I have an entity which has noise in its movement. The entity is heading straight toward a target entity and I am trying to estimate how long it will take for it to reach its goal.
I am trying to estimate the velocity of the entity by looking at its position history.
I have a History<Tuple<double,Vector2D>
which has the last N positions and at what time I got that position. The positions generally come in very consistently at 1 second intervals.
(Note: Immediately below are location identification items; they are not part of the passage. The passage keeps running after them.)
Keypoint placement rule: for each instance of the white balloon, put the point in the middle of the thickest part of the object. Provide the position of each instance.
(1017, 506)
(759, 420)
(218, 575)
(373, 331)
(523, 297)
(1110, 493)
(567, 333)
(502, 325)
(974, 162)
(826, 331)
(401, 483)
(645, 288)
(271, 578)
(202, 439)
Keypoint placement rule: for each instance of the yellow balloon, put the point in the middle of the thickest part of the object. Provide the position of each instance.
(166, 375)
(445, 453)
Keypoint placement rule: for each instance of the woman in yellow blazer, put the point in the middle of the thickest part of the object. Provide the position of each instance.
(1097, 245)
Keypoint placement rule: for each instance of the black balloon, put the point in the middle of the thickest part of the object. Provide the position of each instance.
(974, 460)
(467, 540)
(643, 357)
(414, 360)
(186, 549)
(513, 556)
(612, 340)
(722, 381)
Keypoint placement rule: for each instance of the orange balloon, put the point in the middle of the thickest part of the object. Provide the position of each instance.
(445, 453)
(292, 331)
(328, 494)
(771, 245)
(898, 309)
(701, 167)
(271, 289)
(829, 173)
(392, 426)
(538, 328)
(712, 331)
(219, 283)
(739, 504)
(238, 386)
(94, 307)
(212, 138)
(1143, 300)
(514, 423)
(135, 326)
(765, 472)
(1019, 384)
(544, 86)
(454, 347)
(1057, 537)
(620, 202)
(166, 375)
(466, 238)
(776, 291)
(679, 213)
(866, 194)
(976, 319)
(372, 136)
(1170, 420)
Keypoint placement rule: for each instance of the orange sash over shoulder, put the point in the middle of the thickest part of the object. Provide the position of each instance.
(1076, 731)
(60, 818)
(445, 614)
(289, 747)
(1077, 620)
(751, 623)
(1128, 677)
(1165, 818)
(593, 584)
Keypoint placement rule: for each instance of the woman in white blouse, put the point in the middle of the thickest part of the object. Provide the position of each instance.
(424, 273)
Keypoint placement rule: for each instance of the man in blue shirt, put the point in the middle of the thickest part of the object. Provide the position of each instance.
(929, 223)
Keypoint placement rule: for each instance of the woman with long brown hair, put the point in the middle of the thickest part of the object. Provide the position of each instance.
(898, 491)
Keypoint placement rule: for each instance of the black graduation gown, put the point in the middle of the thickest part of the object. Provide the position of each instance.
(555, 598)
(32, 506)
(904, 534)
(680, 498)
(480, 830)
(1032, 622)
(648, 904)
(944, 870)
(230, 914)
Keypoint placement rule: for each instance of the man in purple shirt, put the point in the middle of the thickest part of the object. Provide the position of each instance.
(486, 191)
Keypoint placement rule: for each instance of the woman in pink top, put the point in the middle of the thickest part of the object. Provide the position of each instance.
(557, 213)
I tried a few home made formulas where xtk[n] is the component (x or y) at [n] seconds ago:
private double GetFirstOrderVelocity(double xtk, double xtk1, double h)
{
return (xtk - xtk1)/h;
}
private double GetSecondOrderVelocity(double xtk, double xtk2, double h)
{
return (xtk - xtk2) / (h*2);
}
private double GetThirdOrderVelocity(double xtk, double xtk1, double xtk2, double xtk3, double h)
{
return (xtk + xtk1 - xtk2 - xtk3) / (h * 4);
}
private double GetFourthOrderVelocity(double xtk, double xtk1, double xtk3, double xtk4, double h)
{
return (xtk + (2 * xtk1) - (2 * xtk3) - xtk4) / (h * 8);
}
Where h
is always 1 since they come in at 1 second intervals.
The fourth order helped, but I would like to know if there is a better and more general way to estimate velocity from previous positions? Something that is iterative so that if I need stronger smoothing, I just need to increase a counter, which would probably use more of the history and would trade off responsiveness for smoothness. The problem is right now the time to position is very jumpy and logically if something is heading right for a target, with enough samples we can start to fairly accurately estimate how long until it gets there.